Bar de antaño con mucho encanto junto al mercado de El Puerto, no dejes de probar nuestros molletes. A media mañana llegas al Vicente. Entras por la Placilla y al momento te acoge una suave y cálida algarabía de voces, movimientos, tintineos y conversaciones. Desde dentro, ya en tu mesa, la calle aparece como una película, con sus paradas, sus saludos. El bullicio propio de un zoco.
El Vicente en sus altas paredes verdes está poblado de antiguos carteles. De Toros, de etiquetas de Brandy, de botellas de fino. En conjunto transmiten un espeso sabor de sabiduría vital. "Brandy muy viejo que deleita fragante juventud". En otro, desde un marco circular y amarillo, un abuelo de larga barba bíblica y chispeantes ojos, con aire de haber vivido bien, nos avisa entre consejo y confidencia, y como otro tertuliano más, que "siempre bebí Centenario". En la pared de enfrente, entre dos ventanas, un torero y un picador de otros tiempos charlan pausadamente, quien sabe de qué, ante un oscuro fondo de bodega.

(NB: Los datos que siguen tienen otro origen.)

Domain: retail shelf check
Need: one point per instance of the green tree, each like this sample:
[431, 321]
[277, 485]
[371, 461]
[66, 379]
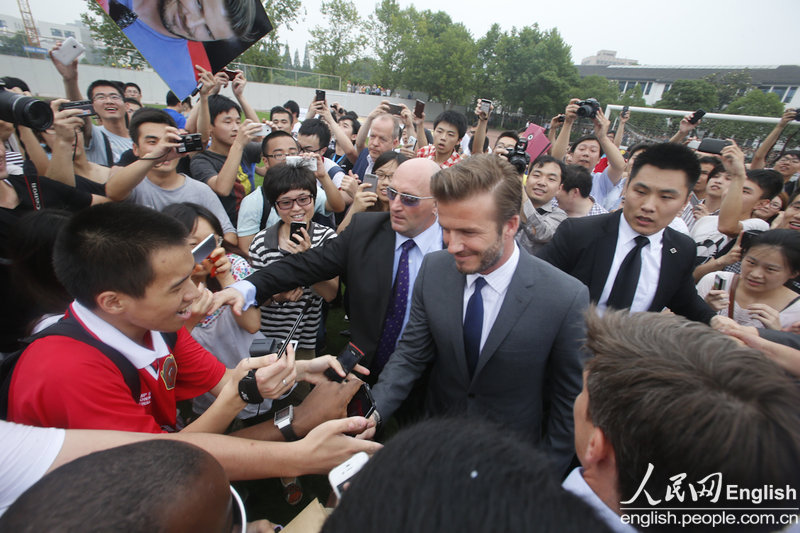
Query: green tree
[114, 47]
[340, 40]
[730, 86]
[754, 103]
[690, 95]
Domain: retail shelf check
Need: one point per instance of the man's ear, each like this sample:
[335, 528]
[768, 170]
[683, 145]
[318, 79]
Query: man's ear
[110, 302]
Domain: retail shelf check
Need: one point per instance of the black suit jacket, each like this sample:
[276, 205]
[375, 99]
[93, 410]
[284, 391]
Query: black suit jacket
[584, 248]
[363, 255]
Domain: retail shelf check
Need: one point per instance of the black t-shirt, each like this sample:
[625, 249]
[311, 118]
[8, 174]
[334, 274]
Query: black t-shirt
[207, 164]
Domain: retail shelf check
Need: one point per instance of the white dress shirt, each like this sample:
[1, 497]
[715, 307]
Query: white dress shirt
[493, 293]
[648, 276]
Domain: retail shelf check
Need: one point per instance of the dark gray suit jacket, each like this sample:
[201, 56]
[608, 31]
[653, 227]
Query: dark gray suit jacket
[531, 357]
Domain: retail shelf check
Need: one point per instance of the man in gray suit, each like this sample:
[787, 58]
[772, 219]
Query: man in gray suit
[501, 330]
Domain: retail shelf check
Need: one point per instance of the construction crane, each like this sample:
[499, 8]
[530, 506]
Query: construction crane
[31, 33]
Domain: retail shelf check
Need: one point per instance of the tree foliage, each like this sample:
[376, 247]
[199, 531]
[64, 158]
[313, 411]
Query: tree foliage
[340, 40]
[115, 48]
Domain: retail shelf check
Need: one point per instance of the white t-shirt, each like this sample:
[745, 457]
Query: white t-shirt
[26, 454]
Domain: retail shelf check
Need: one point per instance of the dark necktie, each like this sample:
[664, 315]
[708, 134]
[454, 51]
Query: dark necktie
[627, 279]
[473, 326]
[396, 312]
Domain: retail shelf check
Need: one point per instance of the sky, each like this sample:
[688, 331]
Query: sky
[678, 32]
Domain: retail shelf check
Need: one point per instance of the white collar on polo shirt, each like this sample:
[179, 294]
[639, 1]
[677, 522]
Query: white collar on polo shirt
[138, 355]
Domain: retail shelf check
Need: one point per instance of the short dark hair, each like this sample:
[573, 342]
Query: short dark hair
[279, 109]
[454, 118]
[788, 240]
[661, 387]
[274, 135]
[292, 107]
[387, 157]
[285, 178]
[353, 118]
[221, 104]
[108, 247]
[172, 99]
[770, 182]
[479, 174]
[131, 84]
[148, 114]
[15, 83]
[577, 177]
[103, 83]
[316, 128]
[136, 488]
[669, 156]
[467, 474]
[584, 139]
[544, 159]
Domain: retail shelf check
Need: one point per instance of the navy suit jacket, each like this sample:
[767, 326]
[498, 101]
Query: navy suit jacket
[584, 248]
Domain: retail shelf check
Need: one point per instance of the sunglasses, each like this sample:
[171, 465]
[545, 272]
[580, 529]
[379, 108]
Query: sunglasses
[408, 200]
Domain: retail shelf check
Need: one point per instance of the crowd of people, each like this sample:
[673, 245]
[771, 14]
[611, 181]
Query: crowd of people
[577, 341]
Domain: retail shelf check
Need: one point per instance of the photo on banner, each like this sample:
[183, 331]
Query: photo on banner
[175, 35]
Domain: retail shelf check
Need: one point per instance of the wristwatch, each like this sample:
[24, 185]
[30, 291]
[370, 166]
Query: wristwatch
[248, 389]
[283, 421]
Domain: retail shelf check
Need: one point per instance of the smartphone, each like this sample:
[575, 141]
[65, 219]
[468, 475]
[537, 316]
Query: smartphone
[696, 116]
[340, 475]
[295, 227]
[419, 108]
[349, 358]
[362, 404]
[296, 324]
[395, 109]
[372, 179]
[69, 51]
[84, 105]
[712, 146]
[202, 251]
[230, 73]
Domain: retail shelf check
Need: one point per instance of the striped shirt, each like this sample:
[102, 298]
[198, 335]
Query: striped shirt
[277, 319]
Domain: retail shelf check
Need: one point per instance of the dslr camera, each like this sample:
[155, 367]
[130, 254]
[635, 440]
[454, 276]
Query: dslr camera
[588, 108]
[518, 157]
[191, 142]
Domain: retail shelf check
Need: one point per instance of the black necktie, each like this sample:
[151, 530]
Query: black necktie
[473, 326]
[627, 279]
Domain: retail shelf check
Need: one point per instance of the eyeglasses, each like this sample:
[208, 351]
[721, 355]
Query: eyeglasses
[408, 200]
[103, 97]
[280, 156]
[287, 203]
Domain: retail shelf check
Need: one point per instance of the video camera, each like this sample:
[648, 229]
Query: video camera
[24, 110]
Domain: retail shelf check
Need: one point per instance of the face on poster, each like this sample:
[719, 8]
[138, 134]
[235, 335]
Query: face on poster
[175, 35]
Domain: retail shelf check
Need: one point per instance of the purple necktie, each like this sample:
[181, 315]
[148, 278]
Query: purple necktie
[396, 312]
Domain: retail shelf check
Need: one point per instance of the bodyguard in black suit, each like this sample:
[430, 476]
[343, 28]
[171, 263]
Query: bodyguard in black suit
[631, 259]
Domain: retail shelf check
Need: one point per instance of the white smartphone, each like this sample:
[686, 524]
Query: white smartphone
[340, 475]
[69, 51]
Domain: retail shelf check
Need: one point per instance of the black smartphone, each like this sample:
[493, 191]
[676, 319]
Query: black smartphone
[712, 146]
[419, 108]
[294, 328]
[362, 404]
[696, 116]
[295, 227]
[349, 358]
[84, 105]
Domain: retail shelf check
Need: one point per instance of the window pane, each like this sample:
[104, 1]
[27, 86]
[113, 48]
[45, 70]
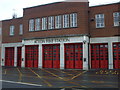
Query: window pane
[73, 20]
[21, 29]
[66, 21]
[58, 22]
[44, 23]
[100, 20]
[31, 25]
[116, 16]
[12, 30]
[37, 24]
[51, 22]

El resto de los habitantes del Vicente somos gente variada. Familias enteras, solitarios sumidos en sus lecturas, ese hombre enjuto y entrado en años, con gafas gruesas y gorra verde-monte que se toma los churros mojándolos mientras echa una ojeada.
Tomas café, lees, y de la misma manera que a tu alrededor se desmelena ese impulso vital, otro pulso esta vez interno, íntimo, aparece poderoso, fluido, lleno de sensaciones, como animado por ese brío exterior de trajín y actividad. Surge así una emoción cercana a la aventura, un anticipo de fecunda libertad creadora.
Al Final el saludo obligado y afectuoso a Vicente es in reconocimiento y una promesa.La de volver el próximo sábado.